Silsilah Fiqih Pendidikan Anak No 72: Anak dan Sifat Penakut

Sifat takut itu ada yang diperbolehkan, ada yang terpuji dan ada yang tercela. Takut yang diperbolehkan adalah takut alamiah yang sewajarnya. Seperti takut kepada binatang buas, takut jatuh dari ketinggian, atau takut tersengat aliran listrik.

Adapun takut yang terpuji adalah takut kepada Allah ta’ala.
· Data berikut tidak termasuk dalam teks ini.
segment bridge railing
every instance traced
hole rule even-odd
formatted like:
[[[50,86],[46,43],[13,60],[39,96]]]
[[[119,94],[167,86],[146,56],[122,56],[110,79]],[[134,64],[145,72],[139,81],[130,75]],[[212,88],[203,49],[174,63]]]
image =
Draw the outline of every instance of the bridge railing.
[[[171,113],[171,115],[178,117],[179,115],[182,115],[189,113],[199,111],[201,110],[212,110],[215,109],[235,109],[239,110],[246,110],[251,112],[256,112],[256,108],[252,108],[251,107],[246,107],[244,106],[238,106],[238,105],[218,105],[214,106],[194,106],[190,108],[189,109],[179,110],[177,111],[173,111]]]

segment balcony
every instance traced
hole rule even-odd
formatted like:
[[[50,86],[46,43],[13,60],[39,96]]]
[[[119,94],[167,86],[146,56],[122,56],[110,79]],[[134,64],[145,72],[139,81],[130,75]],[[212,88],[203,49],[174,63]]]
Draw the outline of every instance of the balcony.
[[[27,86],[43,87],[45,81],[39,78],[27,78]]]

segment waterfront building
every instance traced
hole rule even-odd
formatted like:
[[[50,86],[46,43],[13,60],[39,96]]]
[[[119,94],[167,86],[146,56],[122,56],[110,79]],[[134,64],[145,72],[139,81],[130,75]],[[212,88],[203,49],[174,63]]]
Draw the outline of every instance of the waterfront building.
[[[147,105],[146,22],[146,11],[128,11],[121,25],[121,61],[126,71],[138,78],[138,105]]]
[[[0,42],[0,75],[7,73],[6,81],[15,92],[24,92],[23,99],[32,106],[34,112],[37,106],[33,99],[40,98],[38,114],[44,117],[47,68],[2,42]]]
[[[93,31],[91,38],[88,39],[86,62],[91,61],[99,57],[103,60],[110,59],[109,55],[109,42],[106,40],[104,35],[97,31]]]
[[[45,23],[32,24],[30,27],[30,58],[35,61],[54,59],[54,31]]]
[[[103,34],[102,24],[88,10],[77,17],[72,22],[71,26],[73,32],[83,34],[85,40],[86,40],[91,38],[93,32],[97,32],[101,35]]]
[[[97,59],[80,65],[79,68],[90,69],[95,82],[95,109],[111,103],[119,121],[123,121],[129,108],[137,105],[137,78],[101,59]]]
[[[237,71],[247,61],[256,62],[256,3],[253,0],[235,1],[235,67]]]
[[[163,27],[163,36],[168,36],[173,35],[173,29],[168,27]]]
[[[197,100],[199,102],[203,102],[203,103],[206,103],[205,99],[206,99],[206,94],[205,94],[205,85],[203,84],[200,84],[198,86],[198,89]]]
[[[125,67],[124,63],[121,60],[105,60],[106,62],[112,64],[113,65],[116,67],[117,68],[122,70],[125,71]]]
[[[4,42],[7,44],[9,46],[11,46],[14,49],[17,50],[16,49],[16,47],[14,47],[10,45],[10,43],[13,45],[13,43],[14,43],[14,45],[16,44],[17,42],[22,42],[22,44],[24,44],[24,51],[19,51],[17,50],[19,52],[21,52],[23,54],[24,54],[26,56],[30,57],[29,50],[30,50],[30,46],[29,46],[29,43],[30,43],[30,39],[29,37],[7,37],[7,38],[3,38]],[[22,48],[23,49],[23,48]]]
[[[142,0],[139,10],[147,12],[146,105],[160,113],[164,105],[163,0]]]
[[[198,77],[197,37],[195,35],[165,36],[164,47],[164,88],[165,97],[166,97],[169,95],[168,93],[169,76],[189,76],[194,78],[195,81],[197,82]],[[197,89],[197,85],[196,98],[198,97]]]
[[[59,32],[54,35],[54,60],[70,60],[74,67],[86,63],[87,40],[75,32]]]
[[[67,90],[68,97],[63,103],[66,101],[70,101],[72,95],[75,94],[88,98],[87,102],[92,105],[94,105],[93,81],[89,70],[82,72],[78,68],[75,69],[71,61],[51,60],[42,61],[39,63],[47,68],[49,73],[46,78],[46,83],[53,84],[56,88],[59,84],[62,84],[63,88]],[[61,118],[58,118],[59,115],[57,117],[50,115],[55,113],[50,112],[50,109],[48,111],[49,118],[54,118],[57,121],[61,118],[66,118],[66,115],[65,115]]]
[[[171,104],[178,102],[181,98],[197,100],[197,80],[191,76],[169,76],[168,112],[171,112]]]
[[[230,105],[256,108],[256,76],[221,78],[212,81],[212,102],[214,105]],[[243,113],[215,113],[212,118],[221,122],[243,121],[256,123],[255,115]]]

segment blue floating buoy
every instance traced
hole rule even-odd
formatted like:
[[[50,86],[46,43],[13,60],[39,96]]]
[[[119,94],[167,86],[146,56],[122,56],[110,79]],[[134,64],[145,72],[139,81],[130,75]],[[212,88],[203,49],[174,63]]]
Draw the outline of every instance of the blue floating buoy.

Di dalam al-Qur’an ditegaskan,

“وَخَافُونِ إِن كُنتُم مُّؤْمِنِينَ”

Artinya: “Takutlah kalian kepada-Ku (Allah); bila kalian benar-benar beriman”. QS. Ali Imran (3): 175.

Sedangkan takut yang tercela, adalah takut yang tidak sewajarnya atau berlebih-lebihan. Seperti takut kepada berhala, takut hantu, takut kegelapan, takut berbicara di hadapan orang banyak, takut sendirian dan yang semisal. Walaupun level tercelanya berbeda-beda, namun semua itu harus dihindari.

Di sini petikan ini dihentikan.